The existence of enhanced aviation-based datasets in the stratosphere will be of use in the advancement of scientific understanding of several phenomena that have an impact on aircraft performance and safety when they fly between ~15 and 30 km MSL. The experimental carbon fiber partially pressurized Perlan glider will fly at the altitudes during the Perlan II Mission Flights. These elevations are above typical operational radiosonde datasets and often have little experimental data as well. Three groups of phenomena have been simulated with numerical models in this part of the mid-latitude atmosphere, however rarely has there been experimental data to validate these simulations.
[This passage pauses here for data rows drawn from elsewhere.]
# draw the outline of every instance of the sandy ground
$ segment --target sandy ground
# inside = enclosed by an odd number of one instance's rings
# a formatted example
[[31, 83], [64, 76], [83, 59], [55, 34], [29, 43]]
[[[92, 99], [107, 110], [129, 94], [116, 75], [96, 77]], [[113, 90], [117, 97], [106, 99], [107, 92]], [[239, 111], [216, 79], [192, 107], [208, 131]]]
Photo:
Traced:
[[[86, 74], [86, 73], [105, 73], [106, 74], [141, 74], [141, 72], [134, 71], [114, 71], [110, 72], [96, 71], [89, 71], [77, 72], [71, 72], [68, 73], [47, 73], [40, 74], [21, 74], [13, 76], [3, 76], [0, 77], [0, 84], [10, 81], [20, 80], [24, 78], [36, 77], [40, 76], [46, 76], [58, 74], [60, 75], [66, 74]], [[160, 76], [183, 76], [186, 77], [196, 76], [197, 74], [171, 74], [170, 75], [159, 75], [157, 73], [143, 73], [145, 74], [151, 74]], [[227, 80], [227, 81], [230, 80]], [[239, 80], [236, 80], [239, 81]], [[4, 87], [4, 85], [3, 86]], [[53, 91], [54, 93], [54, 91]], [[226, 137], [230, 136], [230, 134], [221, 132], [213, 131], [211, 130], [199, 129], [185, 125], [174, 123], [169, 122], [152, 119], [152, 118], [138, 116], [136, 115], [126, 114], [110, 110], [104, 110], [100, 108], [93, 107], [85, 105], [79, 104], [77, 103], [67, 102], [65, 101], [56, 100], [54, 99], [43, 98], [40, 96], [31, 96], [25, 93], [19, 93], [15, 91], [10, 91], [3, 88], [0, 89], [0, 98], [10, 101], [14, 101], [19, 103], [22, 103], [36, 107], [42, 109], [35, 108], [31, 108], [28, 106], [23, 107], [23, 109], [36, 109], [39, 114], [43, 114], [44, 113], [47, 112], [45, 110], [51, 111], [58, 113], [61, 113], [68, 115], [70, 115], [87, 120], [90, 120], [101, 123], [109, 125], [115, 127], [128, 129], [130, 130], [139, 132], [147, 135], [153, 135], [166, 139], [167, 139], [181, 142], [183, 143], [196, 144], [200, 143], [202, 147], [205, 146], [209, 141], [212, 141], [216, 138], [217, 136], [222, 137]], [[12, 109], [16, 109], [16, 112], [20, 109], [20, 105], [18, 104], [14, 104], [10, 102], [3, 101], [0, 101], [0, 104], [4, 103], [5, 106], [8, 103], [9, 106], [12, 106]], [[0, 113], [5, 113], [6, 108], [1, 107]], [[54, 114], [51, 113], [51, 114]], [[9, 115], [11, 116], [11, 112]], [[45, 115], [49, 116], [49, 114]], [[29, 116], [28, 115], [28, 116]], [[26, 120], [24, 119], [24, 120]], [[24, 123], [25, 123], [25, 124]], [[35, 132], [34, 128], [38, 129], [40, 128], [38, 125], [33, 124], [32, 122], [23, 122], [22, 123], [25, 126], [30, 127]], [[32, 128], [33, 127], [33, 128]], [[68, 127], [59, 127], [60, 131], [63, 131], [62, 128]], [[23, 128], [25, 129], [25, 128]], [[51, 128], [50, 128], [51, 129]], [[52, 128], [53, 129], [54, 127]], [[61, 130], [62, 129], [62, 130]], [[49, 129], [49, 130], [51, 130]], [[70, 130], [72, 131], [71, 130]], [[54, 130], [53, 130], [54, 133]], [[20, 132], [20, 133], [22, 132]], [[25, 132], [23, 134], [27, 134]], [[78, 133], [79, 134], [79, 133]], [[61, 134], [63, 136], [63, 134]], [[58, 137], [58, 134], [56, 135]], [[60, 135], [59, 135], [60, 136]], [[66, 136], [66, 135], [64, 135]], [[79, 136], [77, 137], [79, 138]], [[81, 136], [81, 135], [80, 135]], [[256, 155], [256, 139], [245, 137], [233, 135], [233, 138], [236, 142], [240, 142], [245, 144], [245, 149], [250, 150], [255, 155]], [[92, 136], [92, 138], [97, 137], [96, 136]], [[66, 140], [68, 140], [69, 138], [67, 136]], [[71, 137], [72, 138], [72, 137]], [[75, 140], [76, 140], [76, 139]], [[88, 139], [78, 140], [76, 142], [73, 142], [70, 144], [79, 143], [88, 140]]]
The Perlan Project represents a balanced effort among model – observation – theory.
Mountain Wave Breaking
Research will focus data acquisition over two complex terrain barriers, one important problem involves the structure and intensity of vertically propagating mountain/gravity waves and their amplification/breaking characteristics. While the mountains undoubtedly typically clearly “launch” these waves, a viable question remains concerning how the larger scale jet/front systems are perturbed by the terrain and subsequently create a favorable environment for wave breaking far above the complex terrain.
Impact on Avionic Systems
One of the aims of the Perlan Project is to attain an understanding of the interaction between stratospheric mountain waves and the polar vortex and their effects on the energy balance of the atmosphere. While the mountains undoubtedly typically clearly “launch” these waves, a viable question remains concerning how the larger scale jet/front systems are perturbed by the terrain and subsequently create a favorable environment for wave breaking far above the complex terrain.
Subtropical Tropopause /Jet / Frontal Structure
Research will also enable us to better understand the fundamental structure of the subtropical tropopause as well as the folding and mass transport across it. The transport of ozone and other constituents/aerosols in the stratosphere is important for aviation when the constituents may damage or adversely affect engine performance.
Impact on Cloud Formation Processes
Research will also aid in determining how and under what circulation environments very high level aerosol- nucleated ice clouds form and thrive in the upper elevations of the stratosphere. What are the vertical frontal features that can create cold/moist layers for unique microphysical processes at these levels? This will involve learning more about the dynamical and microphysical processes at work in the upper stratosphere.